Risks. Concern is widespread about the deliberate release of genetically altered organisms into the environment. This concern apparently comes from opinions that biotechnology speeds the natural rate of genetic change, and that genetically engineered microbes may be designed specifically to have modified ecological roles.
The first of the proposed releases of an engineered microbe, a genetically altered leaf-inhabiting bacterium, has generated significant publicity. Concern about the potential hazard to the environment delayed the release of that bacterium for some years. The wild form causes ice nucleation and hence frost damage on plants, while the altered form is non-ice nucleating and suppresses frost injury. Non-ice nucleating forms also occur naturally.
Unfortunately, inaccurate analogies have been drawn between genetical13 engineered microbes proposed for release and exotic microbes known to be dangerous. Certainly, some exotic microbes pose serious threats. Some of these have been accidentally introduced into the United States in spite of quarantine efforts (i.e. the microbes which cause Dutch Elm disease and Chestnut blight). The microbes proposed for release, however, are not of this known dangerous type Instead, they are more like nitrogen-fixing bacteria introduced routinely to legume crops.

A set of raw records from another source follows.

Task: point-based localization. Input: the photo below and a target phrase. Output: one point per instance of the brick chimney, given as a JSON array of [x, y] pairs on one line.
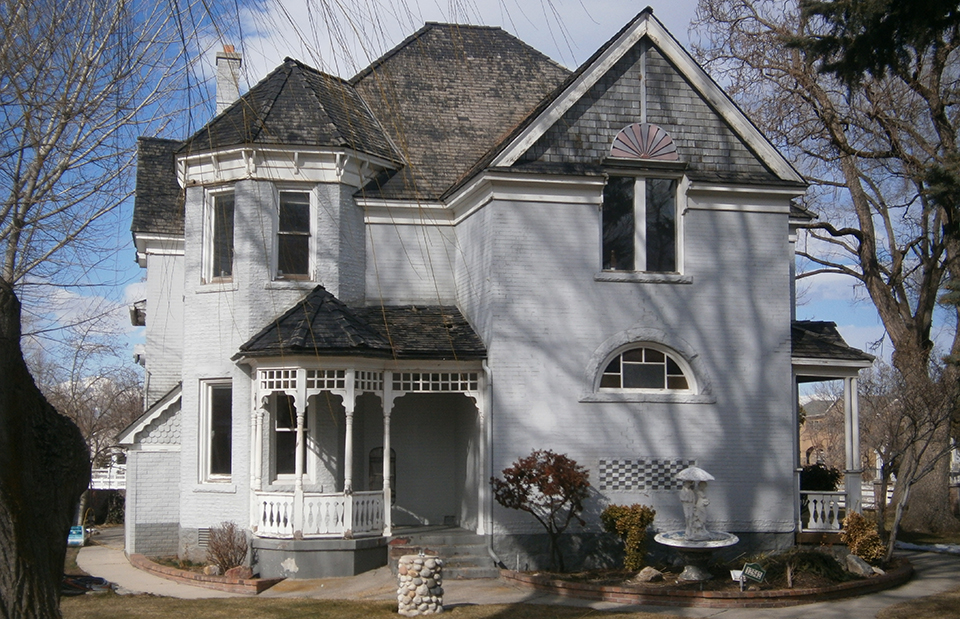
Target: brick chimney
[[228, 77]]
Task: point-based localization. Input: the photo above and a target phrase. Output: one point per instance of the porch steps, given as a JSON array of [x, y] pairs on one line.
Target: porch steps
[[464, 553]]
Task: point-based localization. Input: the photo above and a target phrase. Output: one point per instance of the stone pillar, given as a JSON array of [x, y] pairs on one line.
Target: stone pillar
[[419, 585]]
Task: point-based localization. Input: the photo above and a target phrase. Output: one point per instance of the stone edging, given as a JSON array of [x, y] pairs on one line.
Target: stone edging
[[639, 594], [251, 586]]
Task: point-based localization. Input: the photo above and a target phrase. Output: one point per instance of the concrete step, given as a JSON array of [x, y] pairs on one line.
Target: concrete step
[[464, 553], [470, 573]]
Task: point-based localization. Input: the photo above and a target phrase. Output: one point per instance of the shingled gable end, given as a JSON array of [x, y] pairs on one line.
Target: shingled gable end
[[366, 297]]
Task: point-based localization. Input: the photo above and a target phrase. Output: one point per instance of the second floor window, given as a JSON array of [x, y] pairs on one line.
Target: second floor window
[[221, 232], [640, 224], [293, 235]]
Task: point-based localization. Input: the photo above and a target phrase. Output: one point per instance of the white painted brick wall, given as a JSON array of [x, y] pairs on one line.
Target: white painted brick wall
[[164, 330], [546, 316]]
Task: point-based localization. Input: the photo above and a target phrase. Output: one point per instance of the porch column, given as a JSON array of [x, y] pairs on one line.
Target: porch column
[[301, 405], [387, 409], [256, 465], [851, 426], [349, 404], [484, 404]]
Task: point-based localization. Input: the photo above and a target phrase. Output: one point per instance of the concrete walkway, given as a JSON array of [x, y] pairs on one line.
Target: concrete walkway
[[934, 573]]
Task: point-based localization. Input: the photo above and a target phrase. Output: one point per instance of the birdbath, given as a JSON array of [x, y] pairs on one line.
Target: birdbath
[[695, 543]]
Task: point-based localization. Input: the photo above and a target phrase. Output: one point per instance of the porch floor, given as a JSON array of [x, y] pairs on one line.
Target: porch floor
[[464, 553]]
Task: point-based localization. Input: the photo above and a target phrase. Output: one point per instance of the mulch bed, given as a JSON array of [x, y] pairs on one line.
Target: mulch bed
[[720, 592], [251, 586]]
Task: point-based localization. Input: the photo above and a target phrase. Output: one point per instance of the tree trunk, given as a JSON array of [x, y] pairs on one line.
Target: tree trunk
[[44, 467], [929, 510]]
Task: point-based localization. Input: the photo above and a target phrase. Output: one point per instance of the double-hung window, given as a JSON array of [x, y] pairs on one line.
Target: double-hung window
[[219, 243], [640, 227], [218, 430], [293, 235]]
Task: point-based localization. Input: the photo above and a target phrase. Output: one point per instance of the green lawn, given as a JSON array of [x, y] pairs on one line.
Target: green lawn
[[145, 606], [944, 605]]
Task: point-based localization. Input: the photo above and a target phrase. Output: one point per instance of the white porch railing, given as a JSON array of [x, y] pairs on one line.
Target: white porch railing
[[113, 478], [822, 511], [319, 515]]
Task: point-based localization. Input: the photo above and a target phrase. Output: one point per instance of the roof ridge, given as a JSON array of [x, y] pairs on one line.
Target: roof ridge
[[390, 53]]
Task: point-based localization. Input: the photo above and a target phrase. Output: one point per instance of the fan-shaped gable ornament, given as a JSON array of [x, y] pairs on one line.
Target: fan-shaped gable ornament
[[644, 141]]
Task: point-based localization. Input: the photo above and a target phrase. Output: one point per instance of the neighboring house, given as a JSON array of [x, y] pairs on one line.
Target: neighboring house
[[384, 290]]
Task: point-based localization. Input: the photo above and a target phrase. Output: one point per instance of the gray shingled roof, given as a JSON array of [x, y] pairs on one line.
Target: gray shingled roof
[[447, 94], [158, 202], [814, 339], [320, 324], [300, 106]]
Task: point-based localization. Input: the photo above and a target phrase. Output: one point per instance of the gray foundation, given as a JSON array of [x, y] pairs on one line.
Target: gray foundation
[[274, 558]]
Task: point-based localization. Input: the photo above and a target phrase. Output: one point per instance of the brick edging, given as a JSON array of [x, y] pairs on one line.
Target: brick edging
[[251, 586], [638, 594]]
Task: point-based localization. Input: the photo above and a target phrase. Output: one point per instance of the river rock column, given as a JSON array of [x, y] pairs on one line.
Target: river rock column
[[419, 585]]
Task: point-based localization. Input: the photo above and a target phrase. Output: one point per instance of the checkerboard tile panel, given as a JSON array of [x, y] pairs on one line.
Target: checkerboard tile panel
[[642, 473]]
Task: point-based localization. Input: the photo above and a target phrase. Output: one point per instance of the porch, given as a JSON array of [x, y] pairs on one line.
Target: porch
[[820, 354], [319, 439]]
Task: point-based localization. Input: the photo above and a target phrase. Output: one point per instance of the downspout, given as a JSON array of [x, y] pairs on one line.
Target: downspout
[[488, 430]]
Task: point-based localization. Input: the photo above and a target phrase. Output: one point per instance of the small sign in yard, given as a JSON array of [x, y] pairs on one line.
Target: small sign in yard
[[753, 571]]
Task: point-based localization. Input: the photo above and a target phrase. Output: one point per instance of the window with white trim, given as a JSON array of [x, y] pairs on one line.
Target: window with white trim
[[285, 442], [217, 428], [640, 227], [645, 368], [218, 238], [293, 235]]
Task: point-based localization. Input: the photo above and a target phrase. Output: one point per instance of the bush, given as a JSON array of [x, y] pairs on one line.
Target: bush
[[861, 537], [630, 523], [819, 477], [551, 487], [800, 561], [227, 546]]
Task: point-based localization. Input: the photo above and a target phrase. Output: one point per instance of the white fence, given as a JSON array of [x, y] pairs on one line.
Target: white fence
[[112, 478], [319, 515]]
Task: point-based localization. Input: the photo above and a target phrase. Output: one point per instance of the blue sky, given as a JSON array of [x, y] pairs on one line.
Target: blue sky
[[566, 30]]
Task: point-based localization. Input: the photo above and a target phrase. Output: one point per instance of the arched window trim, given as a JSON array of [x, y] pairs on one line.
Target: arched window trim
[[669, 353], [688, 359]]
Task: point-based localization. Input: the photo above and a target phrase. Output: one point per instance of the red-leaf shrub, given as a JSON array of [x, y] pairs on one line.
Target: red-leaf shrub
[[550, 486]]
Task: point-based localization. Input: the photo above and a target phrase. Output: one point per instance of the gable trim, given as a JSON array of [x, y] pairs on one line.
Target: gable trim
[[646, 25], [128, 436]]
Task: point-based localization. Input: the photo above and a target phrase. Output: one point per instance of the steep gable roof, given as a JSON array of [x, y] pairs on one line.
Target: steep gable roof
[[320, 324], [297, 105], [158, 200], [613, 57], [447, 94]]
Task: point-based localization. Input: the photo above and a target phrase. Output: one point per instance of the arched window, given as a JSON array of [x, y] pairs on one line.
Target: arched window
[[645, 368]]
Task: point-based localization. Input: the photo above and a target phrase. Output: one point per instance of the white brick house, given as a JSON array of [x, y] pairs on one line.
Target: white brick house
[[464, 253]]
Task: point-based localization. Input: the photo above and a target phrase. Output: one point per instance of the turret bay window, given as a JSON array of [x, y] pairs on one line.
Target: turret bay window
[[285, 444], [293, 235], [640, 224], [644, 368]]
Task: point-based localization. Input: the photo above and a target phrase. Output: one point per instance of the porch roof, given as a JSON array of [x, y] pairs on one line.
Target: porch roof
[[819, 343], [322, 325]]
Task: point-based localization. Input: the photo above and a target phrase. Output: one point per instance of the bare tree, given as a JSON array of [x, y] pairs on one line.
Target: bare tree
[[867, 153], [78, 81], [904, 421]]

Assessment of Biotechnology Impact
Clearly the environmental impact of genetically-engineered organisms must be assessed before their release. Suggestions for attendant regulations include: an environmental impact assessment, subsequent monitoring of organism and system effects, identification of containment procedures, and contingency plans for mitigation. The competitive survival abilities, and relative fitnesses of natural and engineered forms and their effects on ecosystem processes need to be assessed.

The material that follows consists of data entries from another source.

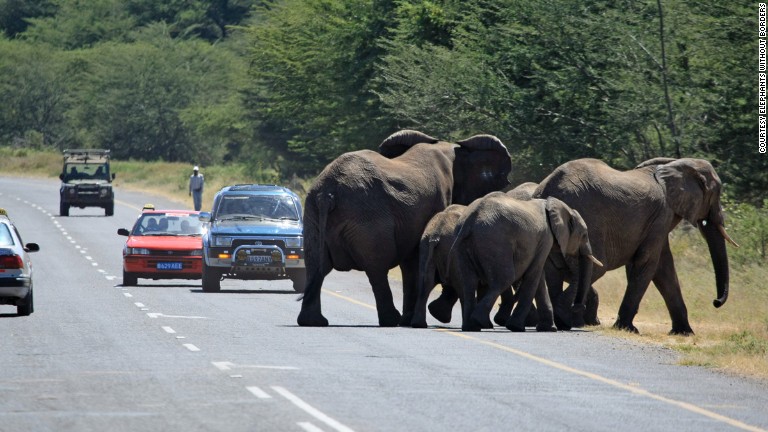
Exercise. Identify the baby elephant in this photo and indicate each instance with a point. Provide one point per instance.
(503, 241)
(434, 249)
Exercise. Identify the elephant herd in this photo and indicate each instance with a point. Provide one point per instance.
(445, 213)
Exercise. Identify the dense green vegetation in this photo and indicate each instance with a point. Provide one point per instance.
(290, 84)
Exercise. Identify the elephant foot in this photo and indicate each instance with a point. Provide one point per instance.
(391, 319)
(681, 331)
(626, 327)
(577, 315)
(500, 318)
(532, 320)
(311, 319)
(406, 320)
(470, 327)
(546, 328)
(593, 321)
(441, 310)
(560, 324)
(419, 321)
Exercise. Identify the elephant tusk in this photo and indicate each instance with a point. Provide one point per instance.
(726, 236)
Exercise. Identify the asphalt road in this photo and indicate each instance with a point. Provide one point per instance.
(164, 356)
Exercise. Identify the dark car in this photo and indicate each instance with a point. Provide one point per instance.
(15, 268)
(254, 232)
(86, 181)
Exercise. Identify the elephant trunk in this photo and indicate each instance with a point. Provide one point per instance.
(717, 251)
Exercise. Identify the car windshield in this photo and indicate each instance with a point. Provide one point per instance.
(168, 224)
(81, 171)
(279, 207)
(6, 239)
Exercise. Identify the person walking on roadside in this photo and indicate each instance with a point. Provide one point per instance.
(196, 182)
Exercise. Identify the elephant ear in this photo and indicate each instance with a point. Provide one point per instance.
(688, 191)
(399, 142)
(483, 142)
(655, 161)
(560, 222)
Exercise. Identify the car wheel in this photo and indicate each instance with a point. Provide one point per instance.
(211, 279)
(299, 279)
(26, 306)
(129, 279)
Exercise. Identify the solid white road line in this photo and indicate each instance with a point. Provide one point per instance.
(259, 393)
(309, 427)
(309, 409)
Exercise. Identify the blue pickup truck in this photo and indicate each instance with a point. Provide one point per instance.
(254, 232)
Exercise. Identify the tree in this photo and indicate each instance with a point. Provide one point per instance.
(312, 64)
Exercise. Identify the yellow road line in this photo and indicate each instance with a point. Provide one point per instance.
(614, 383)
(553, 364)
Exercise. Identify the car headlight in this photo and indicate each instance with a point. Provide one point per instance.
(137, 251)
(222, 241)
(293, 242)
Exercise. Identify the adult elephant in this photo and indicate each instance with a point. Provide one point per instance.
(503, 241)
(629, 215)
(434, 249)
(366, 211)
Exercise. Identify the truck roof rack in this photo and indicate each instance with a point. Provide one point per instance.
(86, 155)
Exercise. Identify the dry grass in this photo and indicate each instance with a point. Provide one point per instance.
(733, 338)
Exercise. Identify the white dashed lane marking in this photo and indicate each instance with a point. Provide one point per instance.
(259, 393)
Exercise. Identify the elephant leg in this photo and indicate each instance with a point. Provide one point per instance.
(590, 313)
(481, 315)
(529, 284)
(385, 306)
(442, 307)
(311, 315)
(409, 268)
(639, 274)
(554, 279)
(668, 285)
(544, 315)
(505, 307)
(469, 282)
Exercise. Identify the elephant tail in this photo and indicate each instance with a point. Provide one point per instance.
(427, 265)
(317, 258)
(326, 202)
(463, 230)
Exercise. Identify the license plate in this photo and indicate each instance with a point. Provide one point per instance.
(169, 266)
(259, 259)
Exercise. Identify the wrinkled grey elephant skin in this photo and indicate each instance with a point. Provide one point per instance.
(503, 241)
(366, 211)
(435, 245)
(629, 215)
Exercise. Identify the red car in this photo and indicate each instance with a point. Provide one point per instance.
(163, 244)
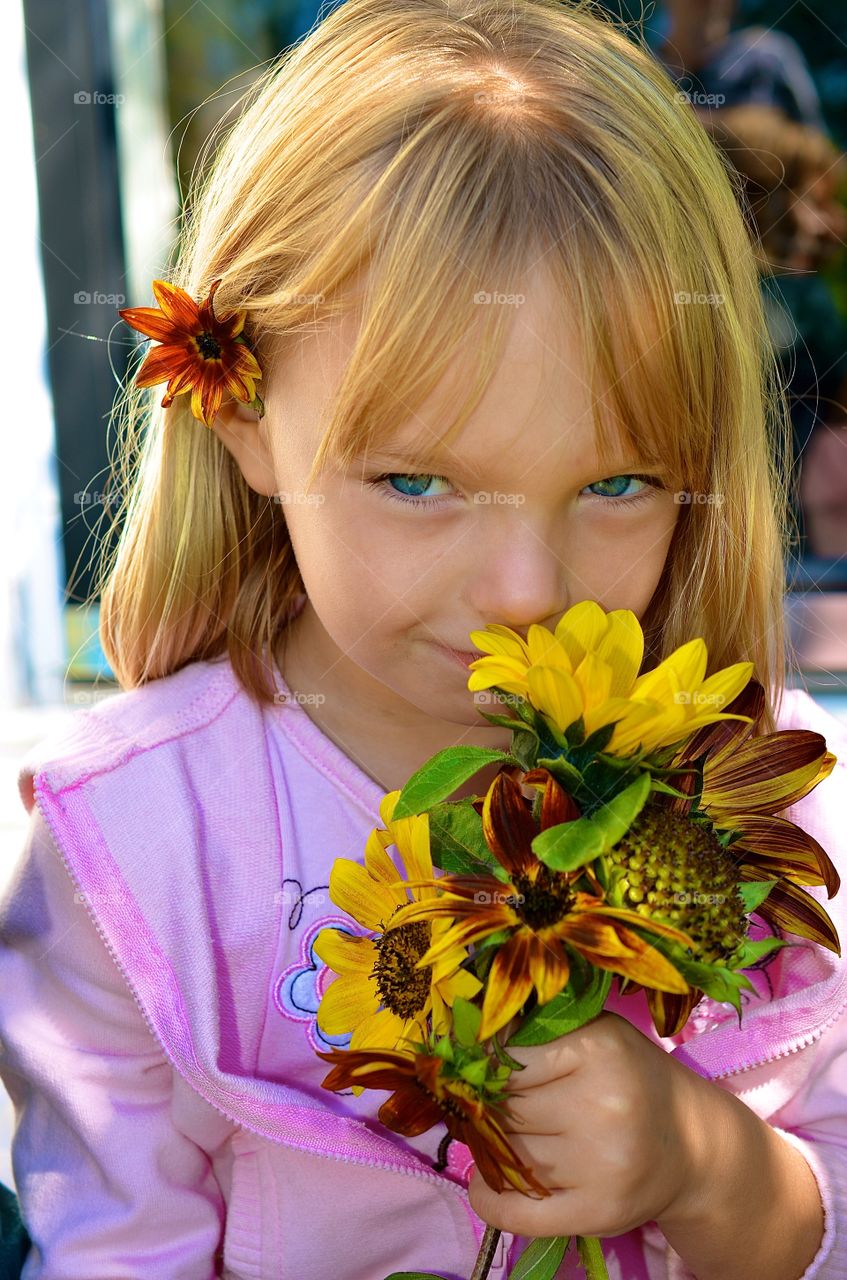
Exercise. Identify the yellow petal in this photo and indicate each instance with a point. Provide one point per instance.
(545, 649)
(347, 1001)
(557, 694)
(361, 896)
(504, 672)
(381, 1029)
(502, 640)
(622, 648)
(581, 630)
(344, 952)
(594, 677)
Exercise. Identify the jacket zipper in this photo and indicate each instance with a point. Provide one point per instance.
(430, 1175)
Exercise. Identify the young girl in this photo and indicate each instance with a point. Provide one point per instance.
(513, 356)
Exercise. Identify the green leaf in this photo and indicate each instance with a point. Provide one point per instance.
(754, 892)
(573, 844)
(504, 721)
(564, 1013)
(466, 1020)
(457, 841)
(442, 775)
(658, 785)
(591, 1257)
(413, 1275)
(475, 1072)
(562, 771)
(541, 1258)
(750, 951)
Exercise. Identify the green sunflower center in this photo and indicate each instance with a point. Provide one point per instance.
(207, 344)
(543, 899)
(678, 869)
(403, 988)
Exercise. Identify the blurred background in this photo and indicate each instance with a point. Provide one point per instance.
(111, 103)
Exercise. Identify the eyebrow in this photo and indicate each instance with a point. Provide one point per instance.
(421, 457)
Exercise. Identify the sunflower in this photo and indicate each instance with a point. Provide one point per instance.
(539, 909)
(426, 1092)
(198, 351)
(380, 993)
(685, 860)
(589, 668)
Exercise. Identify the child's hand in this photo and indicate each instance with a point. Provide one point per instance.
(612, 1124)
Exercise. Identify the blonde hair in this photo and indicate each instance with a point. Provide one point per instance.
(444, 146)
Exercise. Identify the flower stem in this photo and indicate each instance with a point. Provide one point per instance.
(485, 1257)
(591, 1257)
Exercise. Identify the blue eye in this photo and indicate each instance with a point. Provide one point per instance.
(413, 481)
(619, 483)
(419, 483)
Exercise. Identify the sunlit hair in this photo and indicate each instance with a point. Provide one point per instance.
(403, 158)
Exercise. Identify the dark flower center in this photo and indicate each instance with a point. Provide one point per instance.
(403, 988)
(541, 900)
(207, 344)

Such assessments are not easy because relationships among organisms are altered in complex ways by different environments. Experiments must be conducted in contained facilities under controlled environmental conditions. The development of methods for such assessments must accompany biotechnological advances if we are to reap the full benefits of our technology. At present, it appears unlikely that specific regulations can apply to all releases. Instead, a case-by-case assessment of releases is likely to occur.